A self-driving AI powered JetBridge has the potential to save airlines billions in operating costs.

Chris KoehnckeChris Koehncke

Self-driving cars using AI are fascinating, but they are super hard and complex to achieve. This is what I thought as my plane landed at the SFO airport.  Andrew Ng’s Drive.ai vehicle driving at 25 mph in a limited-circuit Frisco office park is still complex and hard to achieve, but it isn’t going to set any land speed records (at least not today).

Is there something easier for us to take on? As the plane pulled up to the gate I thought I would have to think about this later. Unfortunately, ‘later’ came around immediately as we waited 10 minutes for the plane doors to finally open whilst the hapless ground crew tried to wrangle the Jet Bridge into place. I realized that in my years of travel this ‘waiting for the Jet Bridge’ was quite a common occurrence.

Thus it dawned on me that shortest distance, and possibly least complex, self-driving vehicle opportunity was mere feet from where I was sitting. The airport Jet Bridge.

Connecting a Jet Bridge to a plane is a basic exercise in geometry.  You have a few pivot points and a single extension. “Driving” a Jet Bridge also involves a joystick. Since 99.9% of us don’t use a joystick that often nor understand geometry  – it’s no wonder that properly connecting a Jet Bridge to match the side of an aircraft door is hard. Harder still if you’re sitting inside the plane waiting.

Since airports are busy and expensive, even learning to operate a JetBridge is costly. So costly in fact that one software company has a ‘game style’ JetBridge simulator to help train operators!

So it would seem a self-driving Jet Bridge would be easy. After all, it only has to drive 10 feet (3 meters) on flat ground and mostly only needs to watch out for something big, metal and shiny. But Jet Bridge tires often get ‘flat’ spots which affect their precise handling and a gate often supports different aircraft types during the day affecting the configuration.

The economic benefits of a self-driving Jet Bridge would be enormous. For a commercial airline, the cost of a plane sitting idle at a gate is ~ $65 per minute! If you could reduce the gate connection time by a mere 3 minutes this works out to a saving of $195 per gate movement (I didn’t factor in the undocking process). Considering that in the United States there are approximately 87,000 commercial aircraft movements per day, in theory you could save $17 million in a single day or over $6 billion a year.AI

Below is a list of US airports with > 100 gates and 3-minute reduction in gate time would generate nearly $2 billion in annual savings just for these 18 airports!

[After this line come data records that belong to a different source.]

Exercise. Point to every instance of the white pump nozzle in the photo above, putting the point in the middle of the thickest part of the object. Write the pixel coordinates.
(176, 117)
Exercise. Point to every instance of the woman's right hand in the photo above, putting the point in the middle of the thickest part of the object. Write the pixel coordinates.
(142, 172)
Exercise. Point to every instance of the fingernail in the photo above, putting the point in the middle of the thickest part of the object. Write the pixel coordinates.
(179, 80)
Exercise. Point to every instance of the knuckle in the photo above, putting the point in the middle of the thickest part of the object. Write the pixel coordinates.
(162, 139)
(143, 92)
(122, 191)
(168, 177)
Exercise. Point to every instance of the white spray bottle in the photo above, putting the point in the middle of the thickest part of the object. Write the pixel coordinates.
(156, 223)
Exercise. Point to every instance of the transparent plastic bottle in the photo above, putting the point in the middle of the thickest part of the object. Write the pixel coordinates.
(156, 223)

A new Jet Bridge typically has a cost of $500-800k and given the current inputs (an on/off switch and joystick) is not super complex.  What would you need for a self-driving Jet Bridge?

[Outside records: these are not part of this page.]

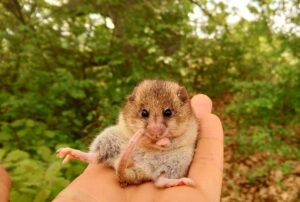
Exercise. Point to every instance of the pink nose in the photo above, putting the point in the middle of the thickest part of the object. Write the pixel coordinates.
(156, 130)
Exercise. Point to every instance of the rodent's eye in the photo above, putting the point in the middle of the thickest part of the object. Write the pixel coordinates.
(145, 113)
(167, 113)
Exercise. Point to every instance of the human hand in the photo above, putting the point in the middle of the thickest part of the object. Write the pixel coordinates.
(100, 183)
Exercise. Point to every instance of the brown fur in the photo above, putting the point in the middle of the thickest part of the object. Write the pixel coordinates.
(151, 161)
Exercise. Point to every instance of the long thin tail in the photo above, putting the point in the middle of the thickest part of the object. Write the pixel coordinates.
(127, 152)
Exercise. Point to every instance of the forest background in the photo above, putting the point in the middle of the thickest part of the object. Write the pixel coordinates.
(66, 67)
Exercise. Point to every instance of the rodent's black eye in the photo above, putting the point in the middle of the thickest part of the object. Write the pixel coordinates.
(167, 113)
(145, 113)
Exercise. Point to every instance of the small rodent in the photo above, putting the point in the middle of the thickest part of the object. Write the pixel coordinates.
(154, 139)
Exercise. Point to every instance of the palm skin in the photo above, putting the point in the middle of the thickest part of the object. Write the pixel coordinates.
(99, 183)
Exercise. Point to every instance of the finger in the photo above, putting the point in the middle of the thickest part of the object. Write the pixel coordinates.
(207, 165)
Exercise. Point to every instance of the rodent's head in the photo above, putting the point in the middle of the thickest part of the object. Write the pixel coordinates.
(161, 108)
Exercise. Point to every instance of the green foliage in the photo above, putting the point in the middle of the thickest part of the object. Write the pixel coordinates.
(66, 70)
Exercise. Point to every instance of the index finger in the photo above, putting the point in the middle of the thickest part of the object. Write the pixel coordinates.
(207, 166)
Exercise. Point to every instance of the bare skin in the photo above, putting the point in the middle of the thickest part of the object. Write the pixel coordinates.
(100, 183)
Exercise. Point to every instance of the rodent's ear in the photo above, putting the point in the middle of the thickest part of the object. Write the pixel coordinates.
(131, 97)
(183, 94)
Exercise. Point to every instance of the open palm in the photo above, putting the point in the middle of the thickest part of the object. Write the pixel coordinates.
(99, 183)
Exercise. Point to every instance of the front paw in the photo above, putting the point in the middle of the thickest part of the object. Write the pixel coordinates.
(69, 153)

Even at wild sum $500k per gate for the upgrade, the payback period for largest airports in the US is less than 6 months.

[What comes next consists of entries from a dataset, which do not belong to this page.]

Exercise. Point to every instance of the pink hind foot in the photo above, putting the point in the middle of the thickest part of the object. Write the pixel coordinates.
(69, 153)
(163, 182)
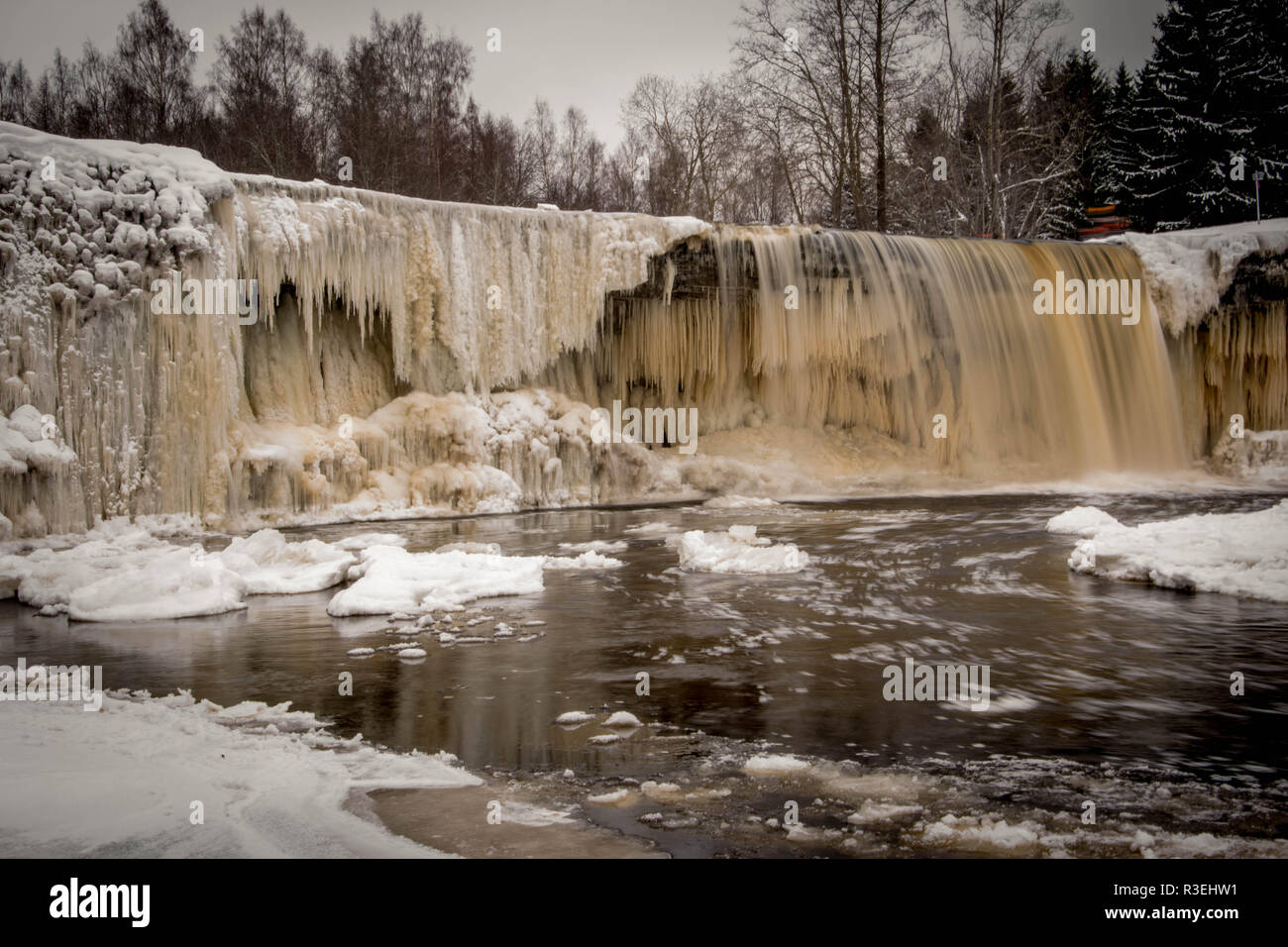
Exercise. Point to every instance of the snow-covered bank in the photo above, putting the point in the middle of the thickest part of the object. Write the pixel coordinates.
(129, 783)
(123, 573)
(1240, 554)
(1188, 270)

Southwest Airlines, a master of efficiency, is trying to launch a better jet bridge and Shinmaywa Industries in Japan has been working on a self-driving Jet Bridge  They estimated the added cost for a self-driving newJetBridge to be less than $50,000.

The predominate supplier of Jet Bridges in the US is the $1 billion revenue JBT AeroTech Jetway Systems (whose current website doesn’t appear to have any job openings for those with machine learning or artificial intelligence skills).

Innovation on reducing boarding times included the ill-fated Double Docker system which connected two Jet Bridges to the front and rear exits of the plane. The rear Jet Bridge unfortunately spanned over the wing of the aircraft. This experiment came to an abrupt end when on March 31, 2007 the rear bridge fell on the wing of a parked United 757 at Denver’s airport. The message: experiment but don’t destroy. Most of the efforts to automate Jet Bridge operations have been limited to pre-set maneuvers and a large array of sensors.

Today there is much discussion about deep technology in artificial intelligence which is well beyond the knowledge of a normal reader. As well, AI applications remain futuristic and out of reach to the average business. The opportunity remains to couple business application with the technology available to us now.